On March 26, 2012, the Consumer Financial Protection Bureau filed an Amicus Brief in the United States Court of Appeals for the Tenth Circuit in which it took the side of the consumer in an interpretation of Section 125 of the Truth in Lending Act relating to the statutory right to rescind certain types of mortgage loans.
The Consumer Financial Protection Bureau (“CFPB”) announced on March 26, 2012 that it would be filing amicus briefs in at least four Appellate cases in the Third, Fourth, Eighth and Tenth Circuits in which briefing was underway. In each of these cases, the CFPB announced its interpretation of Section 125 of the Truth in Lending Act. Under its interpretation, the rescission right of the homeowner expires three days after consummation of the loan, unless a lender fails to provide the consumer with disclosures mandated by the Act. See 15 U.S.C. §1635(a). In that case, according to the Bureau, the right to rescind is extended until the lender provides disclosures. Id. The Bureau also takes the position that if the disclosures are never provided, then the right to rescind expires three years after consummation of the loan or upon the sale of the home, whichever occurs first. Id. According to the Bureau, the consumer exercises the right to rescind “by notifying the creditor in accordance with regulations of the Consumer Financial Protection Bureau of his intention to do so, i.e., rescind”. Id at §1635(a).

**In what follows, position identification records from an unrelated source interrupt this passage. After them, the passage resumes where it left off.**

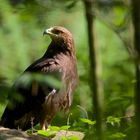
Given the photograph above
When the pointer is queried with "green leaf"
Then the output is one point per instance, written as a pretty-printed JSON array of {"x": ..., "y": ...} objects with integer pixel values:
[
  {"x": 44, "y": 133},
  {"x": 88, "y": 121},
  {"x": 73, "y": 138},
  {"x": 65, "y": 127}
]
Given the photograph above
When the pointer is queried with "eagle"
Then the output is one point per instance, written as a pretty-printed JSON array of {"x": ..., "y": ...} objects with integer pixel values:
[{"x": 41, "y": 101}]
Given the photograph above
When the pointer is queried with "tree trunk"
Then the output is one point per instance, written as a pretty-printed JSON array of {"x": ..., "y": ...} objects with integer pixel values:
[
  {"x": 136, "y": 23},
  {"x": 95, "y": 69}
]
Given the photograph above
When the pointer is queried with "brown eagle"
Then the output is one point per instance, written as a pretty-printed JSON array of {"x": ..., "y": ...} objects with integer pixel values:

In each of the cases in which the Bureau has announced its intention to file an amicus brief, the appeal, according to the Bureau, presents a question concerning the timeliness of lawsuits arising out of a consumer’s exercise of the right to rescind under the Act. The Bureau takes the position that a consumer timely exercises its right of rescission by providing notice to the lender within three years. According to the Bureau, the consumer is not required to file a lawsuit against the lender within that same three year period. [Emphasis added.]
The Bureau’s position is that many courts incorrectly restrict the consumer’s rescission rights under the Truth in Lending Act by concluding that consumers must both exercise their right of rescission by providing notice to their lenders within three years of the loan’s consummation and sue their lenders within that same three year period to resolve any disputes that arise regarding the rescission.

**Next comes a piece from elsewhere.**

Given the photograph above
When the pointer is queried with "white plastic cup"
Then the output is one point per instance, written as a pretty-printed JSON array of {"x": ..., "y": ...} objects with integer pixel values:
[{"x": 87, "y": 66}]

In one of the first amicus briefs filed, the Bureau reluctantly acknowledged that in the District Courts there is a split of authority, but that the majority view that has been adopted by the Courts has held that consumers need to timely exercise their right of rescission by providing notice to the lender within three years and are also required to file a lawsuit within the time prescribed under §1635(f), i.e., the three year period. By contrast, the minority view holds that §1635(f) only limits the time during which the consumers must exercise their right of rescission by notifying the lender within three years. The borrower, under the minority view, does not have to also sue within three years.
It appears that the majority view is well rooted in prior decisions. The United States Supreme Court in Beach v. Owen Federal Bank, 523 US 410 (1998) held that a consumer’s rescission must both be noticed and, if ignored or rejected by the lender, sued upon within three years.
The United States Supreme Court in Beach stated that:
the three year period that marks the lifespan of the right of Rescission must necessarily be coterminous with the ‘limitation on the time for seeking a remedy’ of Rescission, as the statutory language made it ‘superfluous’ to have a separate limitations period for enforcing the right.
Beach, 523 US at 417.
The Consumer Financial Protection Bureau promised to be the “cop on the beat” for the nation’s consumers in their dealing with the financial services industry. Its new amicus role is possibly only a logical extension of that announced mission. It will now be interesting to see if CFPB chooses to intervenes in other cases involving other financial related statutes, and which ones. In the meantime, residential mortgage lenders can only carefully watch to see how the Courts reconcile the Bureau’s position with existing and contrary TILA case law authority.